Tapi, dia tidak berkenan damai agar ada efek jera kepada terlapor sehingga tidak ada lagi anak-anak lain yang memiliki nasib yang sama dengan S.
Alasan lain dia tidak mau damai dikarenakan kejadian perndungan itu tidak hanya satu atau dua kali menimpa S.
Hanya saja, pemukulan yang terjadi pada Selasa (15/7/2025) itu terekam dan tersebar di seluruh platform media sosial.
“Iya, sebelum-sebelumnya P itu pernah mengintimidasi anak saya,” ucapnya.
Dia berharap, ada efek jera bagi pelaku agar tidak melakukan hal serupa. Dia juga sudah mempercayakan kasus tersebut kepada pihak kepolisian.
“Biar polisi yang bekerja sebagaimana tugasnya. Kami percaya kepada beliau-beliau,” katanya.

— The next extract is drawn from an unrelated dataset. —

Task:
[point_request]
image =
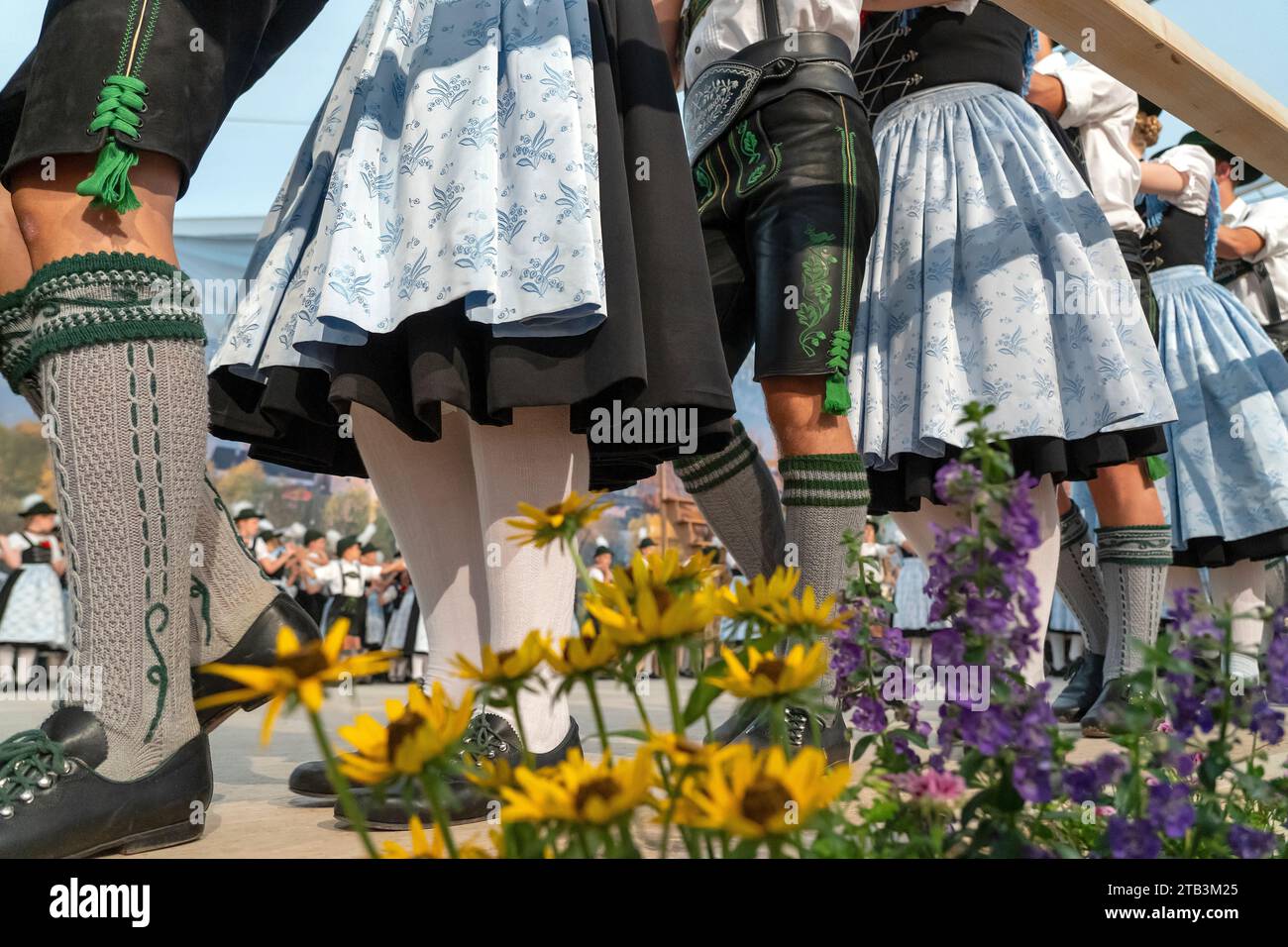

Plt Kepala SMPN 2 Pademawu Pamekasan Suharyono mengatakan, pihaknya menghargai dan menunggu proses hukum yang sedang berjalan.
Murid yang berhadapan dengan hukum tetap mengikuti proses kegiatan pembelajaran di sekolah.
Dia juga menyangkal perihal guru BK SMPN 2 Pademawu yang diduga menghalangi korban melapor kepada keluarganya.
“Tidak ada ucapan uang seperti itu, bahkan komunikasi antara guru BK dan orang tua korban setelah kejadian itu tetap berlangsung,” tegasnya. (enk/nda)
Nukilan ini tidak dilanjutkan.